Piano Mastery Benchmarking for High Dimensional Control with Simulated Robot Hands

The gauging process in the domains of control and reinforcement learning advance is quite challenging. A particularly underserved area has been robust benchmarks that focus on high-dimensional control, including, in particular, the perhaps ultimate “challenge problem” of high-dimensional robotics: mastering bi-manual (two-handed) multi-fingered control. At the same time, some benchmarking efforts in control and reinforcement learning have begun to aggregate and explore different aspects of depth. Despite decades of research into imitating the human hand’s dexterity, high-dimensional control in robots continues to be a major difficulty.

A group of researchers from UC Berkeley, Google, DeepMind, Stanford University, and Simon Fraser University presents a new benchmark suite for high-dimensional control called ROBOPIANIST. In their work, bi-manual simulated anthropomorphic robot hands are tasked with playing various songs conditioned on sheet music in a Musical Instrument Digital Interface (MIDI) transcription. The robot hands have 44 actuators altogether and 22 actuators per hand, similar to how human hands are slightly underactuated. 
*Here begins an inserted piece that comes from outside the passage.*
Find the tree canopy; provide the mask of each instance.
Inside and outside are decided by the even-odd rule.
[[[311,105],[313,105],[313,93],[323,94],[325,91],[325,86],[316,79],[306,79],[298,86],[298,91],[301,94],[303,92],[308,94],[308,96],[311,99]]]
Playing a song well requires being able to sequence actions in ways that exhibit many of the qualities of high-dimensional control policies. This includes:

  1. Spatial and temporal precision. 
  2. Coordination of 2 hands and ten fingers 
  3. Strategic planning of key pushes to make other key presses easier

150 songs comprise the original ROBOPIANIST-repertoire-150 benchmark, each serving as a standalone virtual work. The researchers study the performance envelope of model-free and model-based methods through comprehensive experiments like model-free (RL) and model-based (MPC) methods. The results suggest that despite having much space for improvement, the proposed policies can produce strong performances. 

The ability of a policy to learn a song can be used to sort songs (i.e., tasks) by difficulty. The researchers believe that the ability to group tasks according to such criteria can encourage further study in a range of areas related to robot learning, such as curriculum and transfer learning. RoboPianist offers fascinating chances for various study approaches, such as imitation learning, multi-task learning, zero-shot generalization, and multimodal (sound, vision, and touch) learning. Overall, ROBOPIANIST shows a simple goal, an environment that is simple to replicate, clear evaluation criteria, and is open to various extension potentials in the future.